As a next step, the DPLA is working with local libraries and content partners to digitize and provide access to public domain works. By starting here, the DPLA can ensure that access to these digital materials is preserved without license restrictions. The DPLA community will also continue to investigate options for alternative lending models, including the lending of digitized print books championed by Brewster Kahle (and, in a previous role, Peter Brantley). Kahle, Brantley, and their colleagues argue that we need nothing more than the existing library rights in the Copyright Act to get done much of what we need for readers, and they’ve set out to prove it through their Open Library initiative.

The DPLA might do more to address the problem of ebook lending over time. The DPLA is, at its core, an effort to solve the collective action problem facing libraries in a digital age. A successful DPLA movement could create openings to help address the issue of digital lending through development of a platform for collaborative work in the public interest. By working together on a public option, libraries can establish a public beachhead in the digital space today dominated by for-profits, including Amazon, Google, OverDrive, and commercial publishers. Those of us who care about libraries need to link arms in order to push back on trends in the law and technology that favor restrictions on access, rather than increased access, in a digital age. Libraries can and should become more actively engaged in building the digital commons, through open source code, open access approaches to publishing, and innovative means of making in-copyright digital material available to readers.

John Palfrey About John Palfrey

John Palfrey, a 2011 LJ Mover & Shaker, is the president of DPLA’s board of directors and chair of its steering committee, as well as Head of School at Phillips Academy.


  1. If there must be a winner of any kind, it should be the reading public? No. If there must be a winner, it should be those who invest in creating new materials. Without that, there is nothing for the reading public to read.
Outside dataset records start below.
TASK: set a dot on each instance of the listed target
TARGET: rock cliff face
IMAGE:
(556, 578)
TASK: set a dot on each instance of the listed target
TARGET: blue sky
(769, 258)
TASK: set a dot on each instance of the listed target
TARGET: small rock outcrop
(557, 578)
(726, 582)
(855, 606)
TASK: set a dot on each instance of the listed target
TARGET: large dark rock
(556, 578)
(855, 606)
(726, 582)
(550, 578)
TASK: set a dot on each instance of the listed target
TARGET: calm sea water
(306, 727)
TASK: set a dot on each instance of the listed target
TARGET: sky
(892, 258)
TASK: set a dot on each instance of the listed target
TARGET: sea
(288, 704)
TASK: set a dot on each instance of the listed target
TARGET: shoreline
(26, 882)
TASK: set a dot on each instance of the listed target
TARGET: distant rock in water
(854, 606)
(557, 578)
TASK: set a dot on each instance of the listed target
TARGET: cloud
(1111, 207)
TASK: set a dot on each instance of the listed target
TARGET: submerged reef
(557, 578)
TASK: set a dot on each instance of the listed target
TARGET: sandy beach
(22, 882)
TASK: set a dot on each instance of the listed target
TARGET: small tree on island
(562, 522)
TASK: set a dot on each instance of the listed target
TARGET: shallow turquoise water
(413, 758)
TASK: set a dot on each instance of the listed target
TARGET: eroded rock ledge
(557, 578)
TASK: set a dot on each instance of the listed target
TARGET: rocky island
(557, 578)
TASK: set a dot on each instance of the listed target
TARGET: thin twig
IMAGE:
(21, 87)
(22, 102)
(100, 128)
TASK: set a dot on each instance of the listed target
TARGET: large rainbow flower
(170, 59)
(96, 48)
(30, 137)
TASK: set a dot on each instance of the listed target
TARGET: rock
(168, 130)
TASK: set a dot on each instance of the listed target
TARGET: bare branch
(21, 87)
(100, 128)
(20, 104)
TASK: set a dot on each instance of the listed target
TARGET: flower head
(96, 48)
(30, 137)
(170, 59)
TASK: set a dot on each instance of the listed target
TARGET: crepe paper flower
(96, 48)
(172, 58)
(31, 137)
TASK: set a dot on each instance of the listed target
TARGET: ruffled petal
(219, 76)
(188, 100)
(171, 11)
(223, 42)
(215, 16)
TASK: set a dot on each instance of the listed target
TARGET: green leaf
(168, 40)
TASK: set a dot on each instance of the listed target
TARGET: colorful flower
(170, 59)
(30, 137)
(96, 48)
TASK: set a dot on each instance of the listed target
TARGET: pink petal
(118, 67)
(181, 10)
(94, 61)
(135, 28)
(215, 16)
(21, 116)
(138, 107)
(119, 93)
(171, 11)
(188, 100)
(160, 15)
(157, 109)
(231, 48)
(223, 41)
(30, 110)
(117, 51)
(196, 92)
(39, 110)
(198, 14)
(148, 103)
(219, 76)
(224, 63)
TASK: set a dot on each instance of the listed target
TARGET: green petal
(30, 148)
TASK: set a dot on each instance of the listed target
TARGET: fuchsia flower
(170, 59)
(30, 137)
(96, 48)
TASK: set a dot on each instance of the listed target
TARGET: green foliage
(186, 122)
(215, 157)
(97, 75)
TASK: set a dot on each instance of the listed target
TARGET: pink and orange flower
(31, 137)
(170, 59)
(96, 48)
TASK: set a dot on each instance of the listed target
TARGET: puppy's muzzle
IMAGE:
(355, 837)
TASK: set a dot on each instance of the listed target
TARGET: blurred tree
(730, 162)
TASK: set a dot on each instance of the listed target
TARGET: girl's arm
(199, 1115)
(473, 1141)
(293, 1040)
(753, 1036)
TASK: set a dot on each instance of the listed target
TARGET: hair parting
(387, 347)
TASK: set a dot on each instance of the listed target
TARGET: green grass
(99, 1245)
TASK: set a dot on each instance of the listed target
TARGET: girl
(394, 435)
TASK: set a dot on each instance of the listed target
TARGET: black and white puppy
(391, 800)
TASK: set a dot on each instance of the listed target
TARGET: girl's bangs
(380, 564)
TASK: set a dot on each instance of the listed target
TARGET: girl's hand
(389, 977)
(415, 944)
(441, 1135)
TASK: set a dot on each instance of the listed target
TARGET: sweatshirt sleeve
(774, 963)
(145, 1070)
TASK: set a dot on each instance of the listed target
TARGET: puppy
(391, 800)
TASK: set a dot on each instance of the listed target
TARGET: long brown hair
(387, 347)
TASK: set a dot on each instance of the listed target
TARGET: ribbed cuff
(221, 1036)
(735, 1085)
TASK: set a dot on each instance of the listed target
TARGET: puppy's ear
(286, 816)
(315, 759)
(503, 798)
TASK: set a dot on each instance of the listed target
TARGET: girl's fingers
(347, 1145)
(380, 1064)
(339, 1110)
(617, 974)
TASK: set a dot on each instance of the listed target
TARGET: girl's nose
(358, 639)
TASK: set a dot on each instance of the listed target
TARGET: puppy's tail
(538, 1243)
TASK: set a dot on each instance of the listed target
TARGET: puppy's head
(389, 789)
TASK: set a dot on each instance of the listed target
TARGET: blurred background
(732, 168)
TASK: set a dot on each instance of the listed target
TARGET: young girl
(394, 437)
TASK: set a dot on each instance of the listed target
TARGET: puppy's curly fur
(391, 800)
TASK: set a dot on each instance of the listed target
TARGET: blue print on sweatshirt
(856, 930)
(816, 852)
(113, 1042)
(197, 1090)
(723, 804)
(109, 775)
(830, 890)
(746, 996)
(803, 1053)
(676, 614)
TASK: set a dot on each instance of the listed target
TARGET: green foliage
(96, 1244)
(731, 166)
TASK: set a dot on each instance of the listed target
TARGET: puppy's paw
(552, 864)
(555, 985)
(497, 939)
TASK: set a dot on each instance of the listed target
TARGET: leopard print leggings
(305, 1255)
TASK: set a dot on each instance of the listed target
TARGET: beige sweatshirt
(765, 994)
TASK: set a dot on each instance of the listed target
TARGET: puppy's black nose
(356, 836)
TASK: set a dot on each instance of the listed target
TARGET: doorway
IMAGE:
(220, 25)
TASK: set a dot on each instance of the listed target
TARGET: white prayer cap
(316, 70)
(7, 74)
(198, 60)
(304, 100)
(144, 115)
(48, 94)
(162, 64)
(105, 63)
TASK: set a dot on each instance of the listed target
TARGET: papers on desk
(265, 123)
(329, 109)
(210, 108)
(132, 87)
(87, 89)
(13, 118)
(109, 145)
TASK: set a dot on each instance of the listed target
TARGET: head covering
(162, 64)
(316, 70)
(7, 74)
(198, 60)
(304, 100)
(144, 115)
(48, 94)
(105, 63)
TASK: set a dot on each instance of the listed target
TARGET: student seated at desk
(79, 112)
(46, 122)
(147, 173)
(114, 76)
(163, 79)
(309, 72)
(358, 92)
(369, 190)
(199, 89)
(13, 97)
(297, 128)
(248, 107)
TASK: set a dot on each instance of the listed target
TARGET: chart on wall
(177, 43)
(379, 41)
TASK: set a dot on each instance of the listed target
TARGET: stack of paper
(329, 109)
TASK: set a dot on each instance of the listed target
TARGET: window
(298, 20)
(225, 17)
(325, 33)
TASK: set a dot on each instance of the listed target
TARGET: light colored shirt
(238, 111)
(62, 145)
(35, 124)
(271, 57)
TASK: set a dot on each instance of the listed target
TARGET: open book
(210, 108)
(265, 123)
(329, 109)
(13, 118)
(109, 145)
    • Why would those who invest in creating new materials loose something if the first sale doctrine is to be applicable to digital material? In “first sale”, there is the word sale. They already sold something (they say license, but in fact this is more a sale than a license). Even if the copy is digital, this is still a copy. By applying the first sale doctrine to digital copies, those who create new materials don’t lose anything. But by not applying the first sale doctrine, humanity loose the right to preserve precious material.

  2. Scott Steensma says:

    Thank you for the enlightening article. I had no idea how important the first sale doctrine is to libraries!